Should Dell become a private company, it will find much comfort in its decision from both the experience of other large companies that have done so as well as research supporting the benefits of going private.

Those benefits include the ability to restructure a company, push aside under-performing businesses and make long-term investments in R&D and innovation, all of which are hard or even impossible to do while under investors' microscopes.

For Dell, such a move would be driven by the need to reconcile its plans to be more of an enterprise-focused IT solution provider with the fact that the majority of its revenue still comes from its low-margin PC business.

 

[Related: Microsoft-Dell: What Is A Leveraged Buyout?]

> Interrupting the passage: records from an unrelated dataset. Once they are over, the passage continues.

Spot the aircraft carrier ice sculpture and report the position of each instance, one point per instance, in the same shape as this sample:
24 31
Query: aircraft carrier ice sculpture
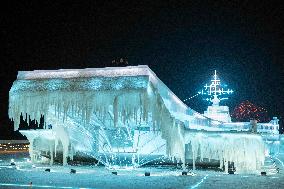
123 116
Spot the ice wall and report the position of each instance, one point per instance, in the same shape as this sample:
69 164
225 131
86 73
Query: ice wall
129 97
247 151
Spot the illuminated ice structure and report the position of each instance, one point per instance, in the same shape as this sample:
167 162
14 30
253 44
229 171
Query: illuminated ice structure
124 117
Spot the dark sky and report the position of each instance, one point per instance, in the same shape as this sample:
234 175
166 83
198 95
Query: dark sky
181 42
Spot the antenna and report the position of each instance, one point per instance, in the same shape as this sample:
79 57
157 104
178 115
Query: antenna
215 92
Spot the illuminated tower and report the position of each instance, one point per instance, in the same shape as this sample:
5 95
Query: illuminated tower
215 93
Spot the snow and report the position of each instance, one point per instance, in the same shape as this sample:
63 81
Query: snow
98 111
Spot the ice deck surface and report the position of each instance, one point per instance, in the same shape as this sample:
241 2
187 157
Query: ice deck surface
99 177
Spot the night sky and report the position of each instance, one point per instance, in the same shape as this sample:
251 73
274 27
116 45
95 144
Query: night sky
183 43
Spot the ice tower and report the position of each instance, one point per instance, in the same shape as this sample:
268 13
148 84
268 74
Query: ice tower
214 94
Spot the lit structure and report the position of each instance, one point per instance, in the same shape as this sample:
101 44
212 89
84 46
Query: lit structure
214 93
125 116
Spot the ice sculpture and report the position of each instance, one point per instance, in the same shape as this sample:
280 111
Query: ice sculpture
120 116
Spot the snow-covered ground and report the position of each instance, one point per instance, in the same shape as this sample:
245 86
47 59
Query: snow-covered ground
98 177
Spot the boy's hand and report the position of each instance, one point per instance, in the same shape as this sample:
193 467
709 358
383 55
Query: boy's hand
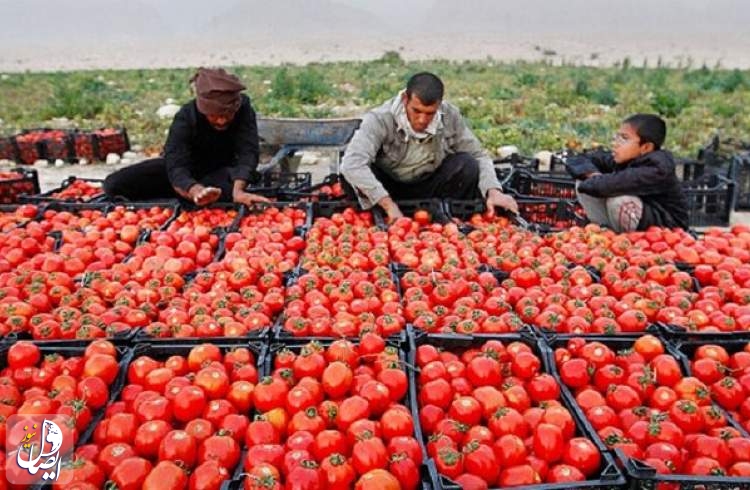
495 198
203 196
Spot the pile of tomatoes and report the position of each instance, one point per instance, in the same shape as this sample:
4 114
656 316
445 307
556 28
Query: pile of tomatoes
492 418
333 417
71 388
638 400
726 375
180 421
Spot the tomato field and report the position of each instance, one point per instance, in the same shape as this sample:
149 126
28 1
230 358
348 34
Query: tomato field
306 345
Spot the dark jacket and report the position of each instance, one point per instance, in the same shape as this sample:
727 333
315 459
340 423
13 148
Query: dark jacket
194 148
651 177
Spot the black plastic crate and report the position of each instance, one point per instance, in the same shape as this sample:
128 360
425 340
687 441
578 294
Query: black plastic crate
463 210
326 209
18 182
272 184
710 200
609 476
53 195
85 145
540 214
684 350
740 173
280 334
73 208
110 140
643 476
29 147
318 192
237 481
259 207
624 342
125 355
188 207
541 184
678 333
438 213
164 351
259 335
11 218
171 204
550 214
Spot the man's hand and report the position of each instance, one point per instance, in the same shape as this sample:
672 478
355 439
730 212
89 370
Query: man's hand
495 198
247 198
391 209
202 195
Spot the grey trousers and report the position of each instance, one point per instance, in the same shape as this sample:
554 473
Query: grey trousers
621 213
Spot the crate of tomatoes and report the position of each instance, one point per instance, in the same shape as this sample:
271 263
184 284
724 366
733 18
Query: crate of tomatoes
332 188
541 184
17 182
182 416
72 189
110 140
7 149
71 386
493 416
334 414
660 420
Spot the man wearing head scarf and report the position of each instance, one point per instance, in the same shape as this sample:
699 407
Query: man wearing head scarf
211 150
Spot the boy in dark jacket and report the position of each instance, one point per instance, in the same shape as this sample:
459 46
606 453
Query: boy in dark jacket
635 186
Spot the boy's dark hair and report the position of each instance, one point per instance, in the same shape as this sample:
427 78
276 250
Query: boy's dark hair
426 86
650 128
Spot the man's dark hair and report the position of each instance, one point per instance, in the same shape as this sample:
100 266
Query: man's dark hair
650 128
426 86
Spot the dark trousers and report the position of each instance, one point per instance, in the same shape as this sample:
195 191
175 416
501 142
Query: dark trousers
148 180
457 177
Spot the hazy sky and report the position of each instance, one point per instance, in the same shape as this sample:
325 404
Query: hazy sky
48 34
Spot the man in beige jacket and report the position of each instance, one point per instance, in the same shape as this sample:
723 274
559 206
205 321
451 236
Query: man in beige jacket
417 146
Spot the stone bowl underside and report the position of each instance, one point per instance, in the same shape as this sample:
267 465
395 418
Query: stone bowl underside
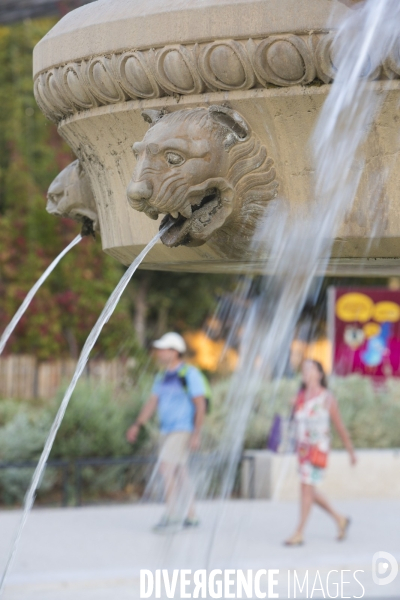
269 60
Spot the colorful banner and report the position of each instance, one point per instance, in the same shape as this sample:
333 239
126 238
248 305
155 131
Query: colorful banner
365 331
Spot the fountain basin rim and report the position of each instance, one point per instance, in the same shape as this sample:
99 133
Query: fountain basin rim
105 27
170 102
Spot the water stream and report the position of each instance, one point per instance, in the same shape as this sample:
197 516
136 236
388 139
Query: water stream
28 299
300 248
83 358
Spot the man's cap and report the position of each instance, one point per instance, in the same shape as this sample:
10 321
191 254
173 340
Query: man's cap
171 341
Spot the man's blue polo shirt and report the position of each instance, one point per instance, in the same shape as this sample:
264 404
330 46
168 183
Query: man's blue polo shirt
176 410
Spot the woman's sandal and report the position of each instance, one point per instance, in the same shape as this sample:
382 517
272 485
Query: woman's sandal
343 528
295 540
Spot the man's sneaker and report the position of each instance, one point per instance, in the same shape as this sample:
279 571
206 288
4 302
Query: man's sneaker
190 523
168 525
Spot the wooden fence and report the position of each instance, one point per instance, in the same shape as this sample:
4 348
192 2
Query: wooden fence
22 376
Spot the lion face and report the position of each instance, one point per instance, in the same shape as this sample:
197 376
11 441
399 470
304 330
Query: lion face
193 166
71 196
181 172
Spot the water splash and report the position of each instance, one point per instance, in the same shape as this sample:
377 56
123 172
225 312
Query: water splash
29 297
84 357
300 250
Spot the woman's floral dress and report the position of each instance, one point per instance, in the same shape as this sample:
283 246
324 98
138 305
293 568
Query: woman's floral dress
312 429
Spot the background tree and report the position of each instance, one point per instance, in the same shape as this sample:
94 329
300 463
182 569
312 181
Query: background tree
67 306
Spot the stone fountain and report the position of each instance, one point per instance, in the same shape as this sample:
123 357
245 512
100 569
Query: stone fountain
199 112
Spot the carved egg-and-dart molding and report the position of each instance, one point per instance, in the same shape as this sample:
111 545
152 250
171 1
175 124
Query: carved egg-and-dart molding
223 65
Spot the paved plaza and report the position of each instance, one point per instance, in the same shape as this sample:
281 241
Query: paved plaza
96 553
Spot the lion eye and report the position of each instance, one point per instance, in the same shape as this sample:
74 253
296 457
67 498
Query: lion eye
174 159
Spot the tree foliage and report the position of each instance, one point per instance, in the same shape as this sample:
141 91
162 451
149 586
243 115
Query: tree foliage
56 324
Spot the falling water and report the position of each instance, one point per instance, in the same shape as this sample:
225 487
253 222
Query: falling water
84 357
300 249
28 299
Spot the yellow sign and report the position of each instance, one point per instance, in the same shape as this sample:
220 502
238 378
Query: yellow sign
386 312
354 307
371 329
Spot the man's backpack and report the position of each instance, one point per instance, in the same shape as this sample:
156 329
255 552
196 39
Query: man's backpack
182 373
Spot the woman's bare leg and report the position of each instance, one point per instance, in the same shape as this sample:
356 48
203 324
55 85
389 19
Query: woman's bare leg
324 504
307 499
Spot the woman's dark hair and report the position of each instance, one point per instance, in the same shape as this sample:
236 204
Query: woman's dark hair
321 371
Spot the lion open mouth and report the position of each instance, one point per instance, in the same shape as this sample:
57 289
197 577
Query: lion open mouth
188 231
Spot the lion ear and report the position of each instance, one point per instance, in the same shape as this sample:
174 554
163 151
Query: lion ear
152 116
236 127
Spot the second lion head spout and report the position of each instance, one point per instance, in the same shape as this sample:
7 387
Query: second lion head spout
207 173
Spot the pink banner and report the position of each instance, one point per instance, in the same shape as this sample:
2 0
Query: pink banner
365 331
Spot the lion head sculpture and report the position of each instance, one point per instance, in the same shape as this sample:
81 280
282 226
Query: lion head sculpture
71 196
207 172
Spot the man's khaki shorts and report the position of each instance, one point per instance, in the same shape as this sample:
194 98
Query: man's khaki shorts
175 448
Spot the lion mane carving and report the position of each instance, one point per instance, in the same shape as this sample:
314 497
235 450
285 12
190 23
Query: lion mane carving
207 172
71 196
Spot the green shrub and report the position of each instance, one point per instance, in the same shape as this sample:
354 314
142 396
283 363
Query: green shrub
98 416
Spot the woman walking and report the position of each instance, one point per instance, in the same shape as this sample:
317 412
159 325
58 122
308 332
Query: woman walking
314 409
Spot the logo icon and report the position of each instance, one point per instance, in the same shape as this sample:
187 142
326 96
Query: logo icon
384 568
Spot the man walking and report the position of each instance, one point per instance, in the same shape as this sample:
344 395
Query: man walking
179 396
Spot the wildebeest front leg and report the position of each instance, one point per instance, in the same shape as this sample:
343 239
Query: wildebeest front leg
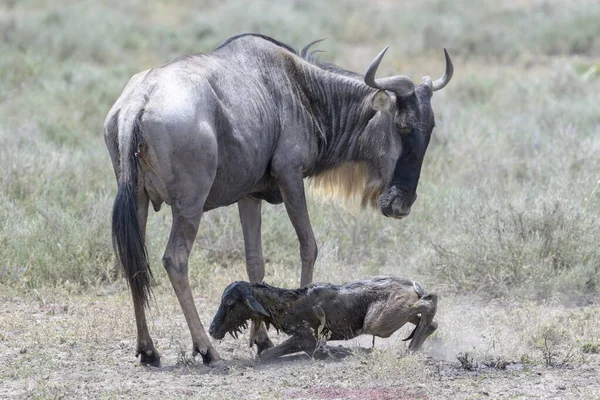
175 261
250 218
292 190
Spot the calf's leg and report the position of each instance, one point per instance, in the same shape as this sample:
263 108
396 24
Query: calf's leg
303 342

The possibility of Dell going private via investments from equity firms and possibly CEO Michael Dell was raised earlier this month.

Such a deal would be valued in excess of $20 billion, making it one of the largest privatizations on record.

Dell partner Microsoft is widely believed to be interested in investing $3 billion as part of the privatization move.

Should Dell go private, it would be in good company.

Storage vendor Seagate in early 2000 went private as part of a complicated $20 billion transaction involving Seagate, Veritas Software and an investment group. Under that deal, Veritas acquired all of the Veritas shares that at the time were held by Seagate, as well as Seagate's securities in several small hardware and software vendors.

Seagate's core operating businesses, including hard disk and tape drive manufacturing and $800 million in cash retained, were then acquired for $2 billion in cash by an investor group, which included the storage vendor's management team. Seagate's shareholders received common shares of Veritas plus cash.

Seagate at the time was concerned about the tax liability connected with the $128 million shares of Veritas it owned, whereas Veritas was concerned about a possible hostile takeover of that company. Veritas was acquired by Symantec in a $13.5 billion deal in early 2005.

Seagate eventually went public again in December 2002 to get the capital needed to invest in the fast-growing hard drive market. By that time, it had consolidated its manufacturing facilities and went through a major reduction of its workforce.